The notoriety piece puzzled me some ninety years later as I would quiz my by now elderly parents regarding how Benjamin got away with his proto-Wilt Chamberlain lifestyle (well, proto-Wilt Chamberlain for an ordained priest anyway). “Why didn’t the Church catch on and bust him for having all these babies with all these women?” I bewilderedly asked. My parents maintained that the local auxiliary bishop sinverguenzas (Spanish for shameless ones) in the regional capital city of Trujillo and federal capital Lima surely knew of Benjamin’s sexual shenanigans, but systematically looked the other way.

My parents claimed that “el Vaticano” itself would “probably” have taken some punitive action if properly apprised of Benjamin’s Priests Gone Wild routine, but back then “there was no such things as phones or faxes” to expeditiously send word back across the Atlantic Ocean to the Vatican vicars of what was happening in geographical boondocks like La Libertad. Besides, my parents added, Benjamin was not the only such rogue priest in the frontier hinterlands. Rascally minded and acting priests apparently abounded in the region at large and together they constituted an old padre network that protected its members from any sort of organized backlash for their decidedly unchaste misdeeds up and down the Andean countryside.

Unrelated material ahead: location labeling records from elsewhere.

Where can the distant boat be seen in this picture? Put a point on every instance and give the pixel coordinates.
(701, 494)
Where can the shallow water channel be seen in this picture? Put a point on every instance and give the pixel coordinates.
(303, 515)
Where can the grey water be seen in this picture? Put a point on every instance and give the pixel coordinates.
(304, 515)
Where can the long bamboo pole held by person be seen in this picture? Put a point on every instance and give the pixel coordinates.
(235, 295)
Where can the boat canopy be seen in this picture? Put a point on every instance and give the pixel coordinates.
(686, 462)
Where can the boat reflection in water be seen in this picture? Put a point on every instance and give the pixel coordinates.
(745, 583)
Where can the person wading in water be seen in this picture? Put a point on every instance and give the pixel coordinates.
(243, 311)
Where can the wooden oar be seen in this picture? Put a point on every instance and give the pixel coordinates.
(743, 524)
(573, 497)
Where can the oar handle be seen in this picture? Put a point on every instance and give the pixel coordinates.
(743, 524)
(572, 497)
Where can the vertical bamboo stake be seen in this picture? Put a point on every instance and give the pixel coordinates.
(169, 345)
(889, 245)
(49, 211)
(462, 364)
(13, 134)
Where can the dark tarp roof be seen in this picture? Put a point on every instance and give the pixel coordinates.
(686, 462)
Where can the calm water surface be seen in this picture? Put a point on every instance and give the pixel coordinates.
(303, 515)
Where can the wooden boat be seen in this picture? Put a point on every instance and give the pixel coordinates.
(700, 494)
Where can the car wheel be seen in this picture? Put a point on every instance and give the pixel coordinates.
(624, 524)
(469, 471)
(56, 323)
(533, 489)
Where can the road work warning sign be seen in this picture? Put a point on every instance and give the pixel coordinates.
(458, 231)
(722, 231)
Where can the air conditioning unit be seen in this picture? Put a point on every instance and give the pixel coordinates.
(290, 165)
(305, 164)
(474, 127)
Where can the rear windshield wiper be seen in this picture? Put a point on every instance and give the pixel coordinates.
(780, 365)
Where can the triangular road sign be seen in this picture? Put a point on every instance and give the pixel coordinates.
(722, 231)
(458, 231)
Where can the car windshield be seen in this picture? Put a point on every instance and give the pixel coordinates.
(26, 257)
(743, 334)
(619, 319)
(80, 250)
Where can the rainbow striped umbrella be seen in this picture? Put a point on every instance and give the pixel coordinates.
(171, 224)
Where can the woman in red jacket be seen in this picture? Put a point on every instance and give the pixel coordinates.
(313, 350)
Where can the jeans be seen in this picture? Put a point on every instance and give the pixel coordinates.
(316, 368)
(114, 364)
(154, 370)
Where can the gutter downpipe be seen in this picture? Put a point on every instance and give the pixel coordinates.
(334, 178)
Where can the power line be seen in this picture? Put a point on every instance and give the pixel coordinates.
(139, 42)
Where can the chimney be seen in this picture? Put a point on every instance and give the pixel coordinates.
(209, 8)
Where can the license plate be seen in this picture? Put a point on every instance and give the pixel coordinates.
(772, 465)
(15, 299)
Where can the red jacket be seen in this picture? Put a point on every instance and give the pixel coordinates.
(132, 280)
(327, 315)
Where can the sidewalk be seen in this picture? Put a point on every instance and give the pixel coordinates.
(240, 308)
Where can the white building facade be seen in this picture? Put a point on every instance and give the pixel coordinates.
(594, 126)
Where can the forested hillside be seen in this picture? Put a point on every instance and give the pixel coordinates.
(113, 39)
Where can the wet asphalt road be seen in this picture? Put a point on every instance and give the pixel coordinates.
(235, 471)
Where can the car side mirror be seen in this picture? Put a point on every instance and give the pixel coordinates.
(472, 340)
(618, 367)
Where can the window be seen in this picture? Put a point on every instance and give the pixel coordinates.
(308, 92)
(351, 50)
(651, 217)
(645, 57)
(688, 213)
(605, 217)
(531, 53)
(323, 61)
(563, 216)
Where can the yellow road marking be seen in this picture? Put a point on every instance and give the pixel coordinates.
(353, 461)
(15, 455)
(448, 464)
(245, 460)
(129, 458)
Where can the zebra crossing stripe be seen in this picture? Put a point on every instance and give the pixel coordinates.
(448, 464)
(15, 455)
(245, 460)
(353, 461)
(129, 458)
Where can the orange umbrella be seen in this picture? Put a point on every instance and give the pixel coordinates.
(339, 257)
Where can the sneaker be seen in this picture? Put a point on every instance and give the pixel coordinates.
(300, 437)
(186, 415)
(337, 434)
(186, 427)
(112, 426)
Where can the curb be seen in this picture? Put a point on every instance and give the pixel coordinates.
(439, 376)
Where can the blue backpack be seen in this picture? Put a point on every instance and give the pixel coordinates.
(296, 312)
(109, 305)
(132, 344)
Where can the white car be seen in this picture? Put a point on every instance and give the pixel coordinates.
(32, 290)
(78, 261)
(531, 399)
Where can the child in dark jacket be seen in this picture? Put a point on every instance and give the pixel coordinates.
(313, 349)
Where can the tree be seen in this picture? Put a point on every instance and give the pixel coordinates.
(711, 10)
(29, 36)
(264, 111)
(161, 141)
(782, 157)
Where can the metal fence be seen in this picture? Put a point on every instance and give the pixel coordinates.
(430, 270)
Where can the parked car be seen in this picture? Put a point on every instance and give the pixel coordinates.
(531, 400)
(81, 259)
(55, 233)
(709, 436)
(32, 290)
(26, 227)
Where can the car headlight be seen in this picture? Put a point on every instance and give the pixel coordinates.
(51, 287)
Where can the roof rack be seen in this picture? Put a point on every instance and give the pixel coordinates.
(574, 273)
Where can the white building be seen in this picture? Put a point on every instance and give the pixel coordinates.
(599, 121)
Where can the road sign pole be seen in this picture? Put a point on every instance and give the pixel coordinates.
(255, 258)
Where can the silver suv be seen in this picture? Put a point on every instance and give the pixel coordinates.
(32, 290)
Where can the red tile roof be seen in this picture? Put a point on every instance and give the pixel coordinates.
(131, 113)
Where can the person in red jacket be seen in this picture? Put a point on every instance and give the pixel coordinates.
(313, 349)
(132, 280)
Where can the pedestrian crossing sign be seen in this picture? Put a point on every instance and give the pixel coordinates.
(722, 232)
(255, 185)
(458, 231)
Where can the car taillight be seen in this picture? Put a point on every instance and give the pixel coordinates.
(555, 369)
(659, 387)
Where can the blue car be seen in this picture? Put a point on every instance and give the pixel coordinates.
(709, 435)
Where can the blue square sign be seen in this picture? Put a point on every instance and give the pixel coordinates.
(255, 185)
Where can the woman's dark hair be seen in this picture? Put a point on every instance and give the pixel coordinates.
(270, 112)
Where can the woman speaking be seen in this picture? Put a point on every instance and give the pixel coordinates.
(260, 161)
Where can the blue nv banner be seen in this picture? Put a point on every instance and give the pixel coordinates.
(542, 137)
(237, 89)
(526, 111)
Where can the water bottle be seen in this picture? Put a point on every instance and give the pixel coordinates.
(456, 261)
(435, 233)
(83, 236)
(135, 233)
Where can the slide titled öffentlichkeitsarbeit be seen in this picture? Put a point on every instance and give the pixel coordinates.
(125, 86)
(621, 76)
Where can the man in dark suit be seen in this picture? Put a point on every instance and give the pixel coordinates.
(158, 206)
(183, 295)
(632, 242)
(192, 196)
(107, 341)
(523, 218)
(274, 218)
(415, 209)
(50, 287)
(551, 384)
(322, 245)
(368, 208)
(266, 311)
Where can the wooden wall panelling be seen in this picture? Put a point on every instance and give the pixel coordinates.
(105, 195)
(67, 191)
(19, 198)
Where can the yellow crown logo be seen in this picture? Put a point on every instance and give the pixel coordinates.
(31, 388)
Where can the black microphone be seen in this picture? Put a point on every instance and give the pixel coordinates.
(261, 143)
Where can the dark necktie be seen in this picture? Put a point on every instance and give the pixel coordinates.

“Church prerogative”, my father answered when I commented to him that it still felt as if Benjamin had taken the word brazen to an absurdly comic level. Priests back then, my dad elaborated, were held in such high local esteem that they were referred to as “Doctor” at least as often as “Padre” by deferential village believers. In addition, he added, the Church at this time owned large lots of land in the countryside. Catholic clergy leveraged this land wealth in ways that helped them maintain their power and prestige. My father surmised that most likely old Benjamin supported a good number of his pious paramours with the granting of minor land grants from larger Church property lots that allowed these single mothers to maintain a measure of subsistence living for themselves and their children.

So Benjamin, who died around the year 1920, lived out a long life in La Libertad as an unchaste priest. In so doing it came to be that my dad’s grandfather Eliseo Taboada and his nine locally known half brothers and sisters sprinkled throughout different villages in La Libertad like so many cherries in a pitcher of sangria, were raised by their respective mothers without a real father’s presence in their lives. Fatherlessness was the prevailing legacy of the moment and it was into fatherlessness that Eliseo marched through the provincial childhood of his day. As future writings will show, fatherlessness was destined to be a recurrent fact of life for the next next three family generations.